I problemi dunque nascono qualora ne sia affetta una donna gravida non immunizzata. La fetopatia toxoplasmosica è infatti caratterizzata da ritardato accrescimento intrauterino, manifestazioni patologiche di tipo polivisceritico (a carico soprattutto di cuore, polmoni e fegato), lesioni neuro-oculari (in questo caso può essere presente la classica tetrade: idrocefalo-corioretinite-convulsion i-calcificazioni endocraniche), ritardo mentale (negli anni successivi).

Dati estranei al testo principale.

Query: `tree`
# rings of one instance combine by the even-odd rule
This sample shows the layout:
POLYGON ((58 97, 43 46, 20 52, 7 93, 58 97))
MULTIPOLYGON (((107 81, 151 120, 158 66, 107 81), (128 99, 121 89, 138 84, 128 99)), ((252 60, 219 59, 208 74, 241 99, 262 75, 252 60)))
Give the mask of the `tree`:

Anche per la Toxoplasmosi esiste una relazione con l’epoca di gravidanza: infatti il rischio di contrarla (che persiste per tutta la durata della gravidanza) al contrario della rosolia aumenta con l’aumentare dell’età gestazionale. Basti pensare che la possibilità di contrarre la malattia è del 20% nel l° trimestre di gravidanza, del 30% nel II° trimestre e del 50% nel III° trimestre (Fig. 2). Analogo a quello della rosolia è invece il discorso che riguarda la gravità delle manifestazioni cliniche: infatti questa diminuisce all’aumentare dell’età gestazionale. Indicando un rapporto tra forme gravi e forme lievi ad epoca di gravidanza, constatiamo che tale rapporto è di 4:1nel l° trimestre, di 1:1 nel lIo trimestre e di O:1 nel III°trimestre (Fig. 3): questo si spiega con il fatto che con l’aumenare dell’età gestazionale aumenta anche la permeabilità placentare al passaggio degli anticorpi anti-Toxoplasma.
Per quel che concerne le indagini diagnostiche, dobbiamo premettere che il tipo di esame cui viene fatto più frequentemente riferimento è il test di emoagglutinazione indiretta (Toxo-test) che utilizza globuli rossi su cui è stato fissato l’antigene toxoplasmico. Altre prove di laboratorio cui si ricorre per porre diagnosi di Toxoplasmosi sono: il test Sabin e Feldmann o Dye-test, oggi un po’ meno usato per il fatto che richiede l’impiego di toxoplasmi vivi e pertanto in parte sostituito dalla reazione di immunofluorescenza indiretta.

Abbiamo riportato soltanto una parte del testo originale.